Così Gianfranco Miccichè insediadosi non appena eletto presidente dell’Ars “Il compitoc he ci attende è titanico e io dovrò essere anche garante dell’applicazione del programma di governo che i siciliani hanno votato. La politica è stata maltrattata negli ultimi anni. Noi dobbiamo recuperare la dignità di questa politica e lavorare per i siciliani che si apsettano tante novità. Ci sono tante cose da fare e dobbiamo rispondere alla fiducia che i siciliani hanno riposto in noi, tutti e 70”.
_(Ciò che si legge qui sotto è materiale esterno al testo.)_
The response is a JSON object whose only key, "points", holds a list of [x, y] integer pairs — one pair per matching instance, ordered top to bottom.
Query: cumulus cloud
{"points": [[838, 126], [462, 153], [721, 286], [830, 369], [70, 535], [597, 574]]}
“Dobbiamo continuare a tagliare sprechi e recuperare risorse ma cercheremo di farlo senza incidere sul funzionamento di questa assemblea. Non inseguirò la demagogia. Sono contrario agli stipendi troppo alti e concordo con i tetti ma devono esserci a tutti i livelli. Marxismo e capitalismo sono stati sconfitti dalla storia. Non si possono avere stipendi tutti uguali: chi merita di più deve avere di più e nessuna azienda, nessuna struttura può funzionare se chi ci lavora non torna a casa soddisfatto”.

“Non avevo preparato niente per scaranzia quindi parlerò poco. Presidente Musumeci questa Asseblea le chiede di salvare la Sicilia perchè lo dobiamo a noi, ai nostri figli, a chi ci ha votato e a chi non ci ha votato. In questa Assemblea troverà collaborazione per la Sicilia e peri siciliani. Questa terra tornerà ad essere grande se sarà governata bene, con onestà, traspenza e coraggio. Sono sicuro che qui tutti i Parlamentari hanno a cuore l’interesse di questa terra”.

Poco prima Miccichè si era alzato in piedi andando ad abbracciare gli esponenti del governo seduti al bando dedicato. Tocca, poi, al Presidente della Regione Nello Musumeci prendere brevemente la parola per ringraziare e salutare il nuovo Presidente dell’Ars: “Sono sicuro – dice Musumeci – che nel rispetto dei ruoli lavoreremo per questa terra e sono contento che abbia voltuo sottolineare il momento drammatico che la Sicilia sta vicenda, un momentoc he deve suggerire alla buona politica un impegno assoluto in questo senso”.